In our first reading from Acts today, we hear a mini-sweep from the apostle Paul. Now in the synagogue once again, Paul has said yes to the invitation, asked with good manners and curiosity, to give an exhortation to the people. The very God who had with compassion and mighty power broken the yoke of slavery in Egypt, who accompanied the vulnerable community in desert wanderings, who established a land and home in Canaan, who raised up judges and leaders and the kingship of David, who appointed prophets to call the people to a return to their best selves through a baptism of repentance -- it is this same God, Paul preaches, whose sign of faithfulness and communion reaches its culmination in the gift of Jesus the Savior. And our Gospel passage continues that movement. Jesus, in an exhortation of his own, seated now back at table after washing the feet of the disciples, embeds servant leadership as a sign of the new covenant. When we serve others, we receive the Christ who himself is the fullest expression of love sent by the Father.

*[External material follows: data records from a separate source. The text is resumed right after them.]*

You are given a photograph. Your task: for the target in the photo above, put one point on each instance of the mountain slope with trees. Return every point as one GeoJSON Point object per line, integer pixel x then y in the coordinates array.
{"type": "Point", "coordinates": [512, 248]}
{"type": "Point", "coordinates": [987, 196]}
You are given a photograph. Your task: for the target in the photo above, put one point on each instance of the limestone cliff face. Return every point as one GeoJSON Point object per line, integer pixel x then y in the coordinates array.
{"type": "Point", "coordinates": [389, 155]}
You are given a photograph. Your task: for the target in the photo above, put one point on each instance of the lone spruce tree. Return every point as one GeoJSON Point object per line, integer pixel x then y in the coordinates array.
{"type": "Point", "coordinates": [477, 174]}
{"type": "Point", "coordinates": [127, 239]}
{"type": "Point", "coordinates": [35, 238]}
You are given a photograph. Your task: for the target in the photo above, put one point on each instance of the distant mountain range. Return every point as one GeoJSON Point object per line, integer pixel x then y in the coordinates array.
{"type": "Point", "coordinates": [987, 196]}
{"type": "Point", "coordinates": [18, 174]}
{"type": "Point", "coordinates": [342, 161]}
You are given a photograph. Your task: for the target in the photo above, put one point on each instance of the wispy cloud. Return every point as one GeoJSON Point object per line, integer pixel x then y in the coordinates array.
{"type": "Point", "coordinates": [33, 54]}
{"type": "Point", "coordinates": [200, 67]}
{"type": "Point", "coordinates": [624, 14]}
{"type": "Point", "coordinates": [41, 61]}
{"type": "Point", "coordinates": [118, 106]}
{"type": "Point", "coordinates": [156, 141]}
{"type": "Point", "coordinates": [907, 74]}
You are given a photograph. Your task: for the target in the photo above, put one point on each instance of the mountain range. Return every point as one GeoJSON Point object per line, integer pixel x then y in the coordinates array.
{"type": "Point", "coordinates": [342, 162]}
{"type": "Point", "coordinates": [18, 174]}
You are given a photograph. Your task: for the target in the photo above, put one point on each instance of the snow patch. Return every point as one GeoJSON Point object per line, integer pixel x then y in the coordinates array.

Isn't it interesting that the Latin words for 'tradition' and 'traitor' find their home in the not so subtle difference between 'handing on' and 'handing over?' After leaving the Passover meal, Jesus will be handed over to the authorities by the traitor Judas. Peter will deny Jesus three times, the dawn will break with the cock's crow, and Jesus will hand on his very life.
Questions to ponder today: Where have I in actions small and large handed over -- betrayed -- the precious traditions that have formed my ancestors in faith? No matter my age, what is the legacy I yearn to leave? What am I handing on? What deposit in the sweep of salvation history will be mine to make today?